Do you know what I almost caught myself thinking the other day? I'm really almost ashamed to admit it. I started to think, "If I could just be like those women who stay home but send their kids to publi..." ACK! I almost went there in my mind! It isn't that I want to send my kids off to public school--I don't. I love homeschooling them and even when I don't love it we are going to still do it because it's the right thing to do. It's just that I'm a bit envious of the thought of 7 or 8 hours alone. To do whatever.

So, the grass always looks greener....but it's not.

The real reason I can't get the presents done is that I can't give myself permission to. There are always so many other pressing things that need to be done that sewing seems frivolous. And plus the house is a mess including the sewing room and I first have to hack a path to the table. To do that, I have to move the ironing board. There's really no point in moving the ironing board until I get husband's shirts ironed. And really, I probably ought to just go ahead and run a load of clothes first....

See how that happens?

But I had a meltdown the other night and told S that, inexplicably, I need help. I KNOW I'm home all day. I KNOW I should be able to keep up with this house. But, obviously, that isn't the case. So we had a talk about needing to declutter vs. our family just needing better habits and I realized he was right and just decluttering is really not the (whole) answer. Anyway...he helped me clean up the kitchen and living room really good and they have stayed nice all week. I feel so much better and on top of things. And by the way, I am really very thankful that I listened to God. When I prayed for help the other day all I kept thinking was, "Ask S." That's what God wanted me to do! He gave me this wonderful husband for a reason, people!

Now I just need to give myself permission to sew. EVEN if there is laundry that needs to be put up. And EVEN if there are toys that need to be sorted. It doesn't have to be for the whole day, but surely I can carve an hour or 2 out of the day to work on stuff.

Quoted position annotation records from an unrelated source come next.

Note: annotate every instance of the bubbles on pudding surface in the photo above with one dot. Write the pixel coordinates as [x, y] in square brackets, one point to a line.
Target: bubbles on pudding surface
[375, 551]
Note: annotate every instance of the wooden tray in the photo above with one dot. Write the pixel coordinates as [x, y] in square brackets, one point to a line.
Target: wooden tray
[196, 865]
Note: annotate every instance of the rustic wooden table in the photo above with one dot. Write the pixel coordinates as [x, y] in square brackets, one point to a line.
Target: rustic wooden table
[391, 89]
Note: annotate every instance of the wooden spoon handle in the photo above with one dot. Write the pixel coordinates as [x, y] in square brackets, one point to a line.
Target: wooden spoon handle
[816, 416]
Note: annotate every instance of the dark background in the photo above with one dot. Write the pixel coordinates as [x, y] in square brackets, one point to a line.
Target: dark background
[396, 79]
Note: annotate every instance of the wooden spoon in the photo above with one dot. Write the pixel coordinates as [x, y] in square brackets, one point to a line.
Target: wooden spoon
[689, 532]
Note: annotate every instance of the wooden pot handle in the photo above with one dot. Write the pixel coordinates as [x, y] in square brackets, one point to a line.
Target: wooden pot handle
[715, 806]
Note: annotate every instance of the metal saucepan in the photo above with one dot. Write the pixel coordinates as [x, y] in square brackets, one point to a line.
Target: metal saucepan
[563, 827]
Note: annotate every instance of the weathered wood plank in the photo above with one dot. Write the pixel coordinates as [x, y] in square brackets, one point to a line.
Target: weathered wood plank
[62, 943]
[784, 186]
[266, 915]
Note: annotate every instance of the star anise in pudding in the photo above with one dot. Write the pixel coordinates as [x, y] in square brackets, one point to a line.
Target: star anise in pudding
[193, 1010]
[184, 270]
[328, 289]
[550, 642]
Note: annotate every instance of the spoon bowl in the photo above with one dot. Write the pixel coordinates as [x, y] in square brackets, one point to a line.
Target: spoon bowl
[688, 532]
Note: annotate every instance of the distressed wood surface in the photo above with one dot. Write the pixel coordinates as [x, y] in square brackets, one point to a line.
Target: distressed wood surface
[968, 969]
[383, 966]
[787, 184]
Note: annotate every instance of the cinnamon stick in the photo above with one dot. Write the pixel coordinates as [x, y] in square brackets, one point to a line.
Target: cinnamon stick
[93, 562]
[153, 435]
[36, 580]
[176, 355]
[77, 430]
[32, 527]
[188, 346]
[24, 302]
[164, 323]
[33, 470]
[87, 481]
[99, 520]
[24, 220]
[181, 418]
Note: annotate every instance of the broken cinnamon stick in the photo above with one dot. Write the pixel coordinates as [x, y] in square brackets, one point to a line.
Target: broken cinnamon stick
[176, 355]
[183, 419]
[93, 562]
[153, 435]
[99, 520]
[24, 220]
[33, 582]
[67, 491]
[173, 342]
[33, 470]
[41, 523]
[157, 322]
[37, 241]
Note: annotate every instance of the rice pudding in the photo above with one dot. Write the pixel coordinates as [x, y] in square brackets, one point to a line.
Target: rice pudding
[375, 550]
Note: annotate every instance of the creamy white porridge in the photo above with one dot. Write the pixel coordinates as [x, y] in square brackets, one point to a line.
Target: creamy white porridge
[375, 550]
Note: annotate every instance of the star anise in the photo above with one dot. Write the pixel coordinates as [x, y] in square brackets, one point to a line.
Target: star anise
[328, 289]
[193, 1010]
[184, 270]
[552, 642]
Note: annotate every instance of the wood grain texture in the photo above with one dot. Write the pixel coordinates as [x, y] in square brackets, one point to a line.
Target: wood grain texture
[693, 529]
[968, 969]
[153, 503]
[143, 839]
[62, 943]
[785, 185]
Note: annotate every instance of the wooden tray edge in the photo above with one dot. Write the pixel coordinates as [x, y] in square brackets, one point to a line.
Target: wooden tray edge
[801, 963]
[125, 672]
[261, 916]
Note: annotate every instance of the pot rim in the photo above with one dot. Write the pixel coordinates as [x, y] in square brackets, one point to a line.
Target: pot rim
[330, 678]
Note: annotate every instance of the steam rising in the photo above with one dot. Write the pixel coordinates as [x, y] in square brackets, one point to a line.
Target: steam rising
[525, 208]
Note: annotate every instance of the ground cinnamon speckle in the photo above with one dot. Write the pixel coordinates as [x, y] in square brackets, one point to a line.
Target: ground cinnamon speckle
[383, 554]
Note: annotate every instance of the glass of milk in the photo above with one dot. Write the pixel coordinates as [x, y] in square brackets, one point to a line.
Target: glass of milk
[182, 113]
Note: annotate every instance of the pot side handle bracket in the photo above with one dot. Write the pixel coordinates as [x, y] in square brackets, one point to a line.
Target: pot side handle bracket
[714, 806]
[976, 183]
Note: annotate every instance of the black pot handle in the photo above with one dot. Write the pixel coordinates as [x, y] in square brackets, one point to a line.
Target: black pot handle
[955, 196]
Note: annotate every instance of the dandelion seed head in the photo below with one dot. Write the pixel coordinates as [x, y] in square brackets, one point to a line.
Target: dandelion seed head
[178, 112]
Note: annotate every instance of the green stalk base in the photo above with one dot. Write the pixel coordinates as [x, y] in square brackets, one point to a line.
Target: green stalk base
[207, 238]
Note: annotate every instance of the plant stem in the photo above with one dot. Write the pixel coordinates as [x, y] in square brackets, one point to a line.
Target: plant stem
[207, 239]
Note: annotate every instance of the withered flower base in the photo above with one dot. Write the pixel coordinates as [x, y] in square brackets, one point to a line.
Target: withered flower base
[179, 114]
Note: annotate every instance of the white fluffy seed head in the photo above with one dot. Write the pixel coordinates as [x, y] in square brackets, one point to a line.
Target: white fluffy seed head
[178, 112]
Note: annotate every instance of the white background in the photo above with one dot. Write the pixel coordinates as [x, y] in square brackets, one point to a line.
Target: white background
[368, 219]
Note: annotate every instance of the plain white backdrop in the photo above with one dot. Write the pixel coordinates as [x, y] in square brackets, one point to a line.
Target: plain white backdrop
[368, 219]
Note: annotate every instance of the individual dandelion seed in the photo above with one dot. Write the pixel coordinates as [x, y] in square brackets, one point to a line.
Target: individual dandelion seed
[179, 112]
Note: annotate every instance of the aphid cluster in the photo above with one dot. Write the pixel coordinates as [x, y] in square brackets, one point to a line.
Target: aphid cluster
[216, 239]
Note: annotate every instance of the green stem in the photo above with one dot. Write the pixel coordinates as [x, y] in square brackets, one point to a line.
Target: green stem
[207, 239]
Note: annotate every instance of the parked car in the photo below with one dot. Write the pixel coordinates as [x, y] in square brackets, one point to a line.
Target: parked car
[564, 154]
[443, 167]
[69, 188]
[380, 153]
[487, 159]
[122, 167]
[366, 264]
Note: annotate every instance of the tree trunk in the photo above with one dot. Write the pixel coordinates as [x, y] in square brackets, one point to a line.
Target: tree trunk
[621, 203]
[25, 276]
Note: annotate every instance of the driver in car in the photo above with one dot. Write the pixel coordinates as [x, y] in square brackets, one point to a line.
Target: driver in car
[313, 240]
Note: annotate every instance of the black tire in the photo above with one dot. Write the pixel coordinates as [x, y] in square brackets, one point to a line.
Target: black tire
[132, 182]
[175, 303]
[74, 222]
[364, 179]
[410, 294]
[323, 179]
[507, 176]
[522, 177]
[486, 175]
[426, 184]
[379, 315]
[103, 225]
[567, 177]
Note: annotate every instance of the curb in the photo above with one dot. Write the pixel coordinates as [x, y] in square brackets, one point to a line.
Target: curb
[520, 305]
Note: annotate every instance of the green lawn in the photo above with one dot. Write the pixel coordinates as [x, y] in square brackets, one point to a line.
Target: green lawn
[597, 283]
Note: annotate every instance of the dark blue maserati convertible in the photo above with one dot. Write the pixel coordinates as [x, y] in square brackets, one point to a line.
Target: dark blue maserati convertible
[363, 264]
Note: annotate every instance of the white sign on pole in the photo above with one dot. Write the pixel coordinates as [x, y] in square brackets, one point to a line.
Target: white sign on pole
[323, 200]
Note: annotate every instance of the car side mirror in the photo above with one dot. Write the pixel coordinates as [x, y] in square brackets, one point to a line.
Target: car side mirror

I mean, I HAVE to...it's already December 3! And boy would I rather be here at home working on a gift for a loved one than in the stores fighting crowds and spending a bunch of money!

How's your Christmas present getting going? (Read that again, it really does make sense!)


Fitness Friday Assignment: Tell us about your best feature! NOT your wonderful sense of humor or your fun personality...I want to know what you LIKE about your body. Our self esteem is not completely shot just b/c we are heavier or more out of shape than we want to be. Come on...think hard. What do you like about the way you look?

9 comments:

  1. Will you grant me permission to get my gifts made, too? And will you ban me from the computer? :) So glad you are feeling better about your home.

    I love the Fitness Friday topic this week. I skipped TWO weeks and am ready to get back on the wagon. :)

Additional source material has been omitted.